Given the nature of the work environment that nurses operate in, they will inevitably be exposed to traumatic cases, which may trigger compassion fatigue. Therefore, nurses should undergo training on coping strategies as a way of ensuring professionalism in the execution of their duties. One of the effective coping strategies is the principle of equal regard where nurses are expected to love and care for patients the way they do to themselves (Pembroke, 2015). This way, a nurse will not feel emotionally and spiritually drained. The fifth provision of the American Nursing Association (2015) states that the “nurse owes the same duties to self as to others, including the responsibility to promote health and safety, preserve wholeness of character and integrity, maintain competence, and continue personal and professional growth” (p. 19). Secondly, nurses can employ the principle of equanimity whereby in the process of extending compassion to others, one is not emotionally overwhelmed (Pembroke, 2015). This aspect will create a balance in the way nurses respond to traumatic cases while observing professionalism. In the workplace, the management should create an environment where nurses can derive satisfaction from their work without external stressors like unstable leadership. The culture of caring in the workplace should also be cultivated to ensure that nurses get the necessary support while executing their duties.

The Advantages and Disadvantages of Technology

Nurses can use technology as a strategy for coping with compassion disorder. The Internet has useful resources like meditation strategies that can be employed to clear one’s mind. Additionally, nurses can join online support groups where individuals share their experiences as a coping mechanism. On the other hand, nurses suffering from compassion fatigue may misuse social media due to associated symptoms like anger and irritability. Therefore, one may end up sharing patients’ information through social media as a way of venting, which is a negative coping mechanism.

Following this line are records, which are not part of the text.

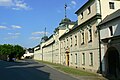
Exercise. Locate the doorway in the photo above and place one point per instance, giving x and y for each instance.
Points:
(113, 65)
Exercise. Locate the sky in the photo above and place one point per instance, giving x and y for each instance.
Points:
(23, 22)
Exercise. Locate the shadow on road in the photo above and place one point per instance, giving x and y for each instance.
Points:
(22, 70)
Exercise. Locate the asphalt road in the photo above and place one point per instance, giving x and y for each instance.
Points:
(30, 70)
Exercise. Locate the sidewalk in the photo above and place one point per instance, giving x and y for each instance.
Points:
(90, 77)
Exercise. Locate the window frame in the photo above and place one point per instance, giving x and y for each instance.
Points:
(111, 5)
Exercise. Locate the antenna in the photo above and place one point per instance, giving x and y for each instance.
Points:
(65, 10)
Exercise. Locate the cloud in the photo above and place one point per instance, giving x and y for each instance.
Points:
(35, 38)
(15, 4)
(37, 33)
(15, 34)
(16, 27)
(3, 27)
(6, 3)
(11, 37)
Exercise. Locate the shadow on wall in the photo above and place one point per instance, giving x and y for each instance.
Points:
(111, 62)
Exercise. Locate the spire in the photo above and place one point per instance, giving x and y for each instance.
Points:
(65, 10)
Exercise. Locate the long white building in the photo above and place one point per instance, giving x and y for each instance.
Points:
(87, 43)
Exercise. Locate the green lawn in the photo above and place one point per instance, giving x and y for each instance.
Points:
(73, 71)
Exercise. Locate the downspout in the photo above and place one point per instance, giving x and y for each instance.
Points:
(98, 28)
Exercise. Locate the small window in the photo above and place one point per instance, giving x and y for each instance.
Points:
(111, 5)
(76, 58)
(75, 40)
(111, 31)
(82, 15)
(82, 36)
(71, 58)
(90, 35)
(89, 10)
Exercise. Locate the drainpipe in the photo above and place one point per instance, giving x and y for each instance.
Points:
(100, 50)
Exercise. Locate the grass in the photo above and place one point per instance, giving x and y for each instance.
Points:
(69, 70)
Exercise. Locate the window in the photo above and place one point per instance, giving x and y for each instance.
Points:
(83, 58)
(89, 35)
(82, 36)
(76, 58)
(82, 15)
(111, 31)
(111, 5)
(64, 44)
(89, 10)
(75, 40)
(91, 59)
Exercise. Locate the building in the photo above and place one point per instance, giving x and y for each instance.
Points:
(110, 44)
(78, 44)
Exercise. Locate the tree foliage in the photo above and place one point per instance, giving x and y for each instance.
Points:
(15, 51)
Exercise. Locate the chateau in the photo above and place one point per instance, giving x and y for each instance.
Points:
(90, 43)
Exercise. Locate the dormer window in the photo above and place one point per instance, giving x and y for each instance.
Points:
(89, 10)
(111, 5)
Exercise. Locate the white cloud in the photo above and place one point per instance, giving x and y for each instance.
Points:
(6, 3)
(36, 33)
(73, 2)
(16, 27)
(11, 37)
(3, 27)
(15, 34)
(15, 4)
(35, 38)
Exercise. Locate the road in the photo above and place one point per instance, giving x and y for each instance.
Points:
(30, 70)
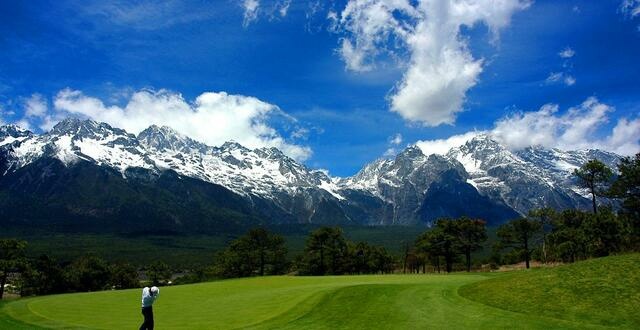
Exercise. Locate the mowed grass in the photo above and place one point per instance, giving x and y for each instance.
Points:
(287, 302)
(603, 291)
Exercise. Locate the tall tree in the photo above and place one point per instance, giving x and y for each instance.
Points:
(159, 273)
(518, 234)
(567, 241)
(325, 252)
(11, 258)
(545, 216)
(124, 276)
(88, 273)
(444, 240)
(259, 252)
(471, 234)
(594, 175)
(627, 188)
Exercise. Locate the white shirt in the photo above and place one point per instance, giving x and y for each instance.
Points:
(147, 298)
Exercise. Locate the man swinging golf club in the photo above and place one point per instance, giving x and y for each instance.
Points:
(149, 296)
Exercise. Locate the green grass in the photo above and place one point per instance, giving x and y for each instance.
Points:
(598, 293)
(603, 291)
(345, 302)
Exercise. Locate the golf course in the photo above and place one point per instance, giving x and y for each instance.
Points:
(598, 293)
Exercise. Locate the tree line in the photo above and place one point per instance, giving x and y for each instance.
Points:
(45, 275)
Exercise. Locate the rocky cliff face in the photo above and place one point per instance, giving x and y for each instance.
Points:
(479, 178)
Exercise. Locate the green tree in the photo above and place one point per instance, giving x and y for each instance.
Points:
(124, 276)
(471, 234)
(567, 240)
(159, 273)
(88, 273)
(605, 233)
(442, 240)
(11, 259)
(256, 253)
(518, 234)
(594, 175)
(43, 276)
(545, 216)
(627, 188)
(325, 252)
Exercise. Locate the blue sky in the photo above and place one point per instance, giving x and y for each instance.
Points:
(299, 88)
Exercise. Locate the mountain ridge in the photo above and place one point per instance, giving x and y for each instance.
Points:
(400, 190)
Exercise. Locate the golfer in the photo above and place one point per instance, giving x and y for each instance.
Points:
(149, 296)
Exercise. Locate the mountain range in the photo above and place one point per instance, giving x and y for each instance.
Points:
(86, 174)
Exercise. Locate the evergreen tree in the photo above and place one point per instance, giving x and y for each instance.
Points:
(545, 216)
(159, 273)
(259, 252)
(471, 234)
(11, 259)
(594, 175)
(627, 188)
(325, 252)
(519, 234)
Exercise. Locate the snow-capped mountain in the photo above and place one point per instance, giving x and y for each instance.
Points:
(480, 178)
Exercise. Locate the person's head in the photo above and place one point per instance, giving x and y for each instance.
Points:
(153, 290)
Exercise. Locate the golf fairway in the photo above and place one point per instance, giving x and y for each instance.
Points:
(284, 302)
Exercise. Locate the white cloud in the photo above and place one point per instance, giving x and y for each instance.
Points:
(396, 139)
(576, 129)
(213, 118)
(569, 80)
(560, 77)
(35, 106)
(36, 114)
(630, 7)
(250, 11)
(283, 7)
(567, 53)
(442, 146)
(441, 68)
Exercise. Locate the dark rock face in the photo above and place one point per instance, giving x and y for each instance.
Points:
(85, 173)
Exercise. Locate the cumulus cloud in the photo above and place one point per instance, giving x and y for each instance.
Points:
(567, 53)
(442, 146)
(630, 7)
(440, 68)
(36, 114)
(250, 11)
(560, 77)
(283, 7)
(213, 117)
(578, 128)
(396, 139)
(35, 106)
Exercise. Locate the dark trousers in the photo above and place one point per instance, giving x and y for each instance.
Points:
(147, 312)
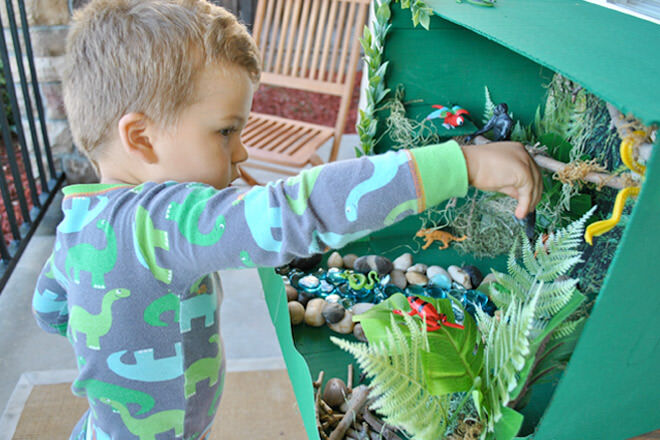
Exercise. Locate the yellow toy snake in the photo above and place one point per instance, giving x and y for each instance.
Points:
(627, 146)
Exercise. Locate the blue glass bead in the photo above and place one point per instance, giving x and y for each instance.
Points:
(436, 292)
(309, 283)
(325, 288)
(391, 289)
(441, 281)
(415, 290)
(335, 276)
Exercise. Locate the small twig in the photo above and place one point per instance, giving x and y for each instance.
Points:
(349, 381)
(358, 399)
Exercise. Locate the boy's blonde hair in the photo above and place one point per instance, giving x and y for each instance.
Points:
(143, 56)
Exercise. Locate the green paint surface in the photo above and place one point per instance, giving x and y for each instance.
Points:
(610, 389)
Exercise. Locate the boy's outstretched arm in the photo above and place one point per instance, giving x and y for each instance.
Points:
(505, 167)
(49, 305)
(201, 230)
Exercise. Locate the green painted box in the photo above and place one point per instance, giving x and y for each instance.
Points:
(611, 388)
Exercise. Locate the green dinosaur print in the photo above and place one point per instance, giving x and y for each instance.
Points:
(187, 216)
(146, 239)
(410, 205)
(305, 181)
(153, 311)
(202, 369)
(148, 427)
(94, 326)
(96, 389)
(87, 258)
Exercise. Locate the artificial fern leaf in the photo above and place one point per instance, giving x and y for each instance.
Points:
(456, 359)
(398, 382)
(489, 109)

Compassion fatigue creates an ethical dilemma in the nursing practice, as nurses are required to deal with traumatic cases while observing the set code of ethics. However, with the right coping strategies, both at the personal and organizational level, nurses can strike balance while executing their duties. The research question related to this ethical issue should focus on ways that nurses can use to cope with compassion fatigue. Additionally, technology should be used with caution to deal with this problem.


American Nurses Association. (2015). Code of ethics for nurses with interpretative statements. Silver Spring, MD: ANA.

Bao, S., & Taliaferro, D. (2015). Compassion fatigue and psychological capital in nurses working in acute care settings. International Journal for Human Caring, 19(2), 35-40.

Lachman, V. (2016). Compassion fatigue as a threat to ethical practice: Identification, personal and workplace prevention/management strategies. Ethics, Law and Policy, 25(4), 275-278.

Pembroke, N. (2015). Contributions from Christian ethics and Buddhist philosophy to the management of compassion fatigue in nurses. Nursing and Health Sciences, 18(1), 120-124.

Polit, D. F., & Beck, C. T. (2016). Resource manual for nursing research: Generating and assessing evidence for nursing practice (10th ed.). Philadelphia, PA: Lippincott Williams & Wilkins.

Stolper, M., Molewijk, B., & Widdershoven, G. (2016). Bioethics education in clinical settings: Theory and practice of the dilemma method of moral case deliberation. BMC Medical Ethics, 17(1), 45-55.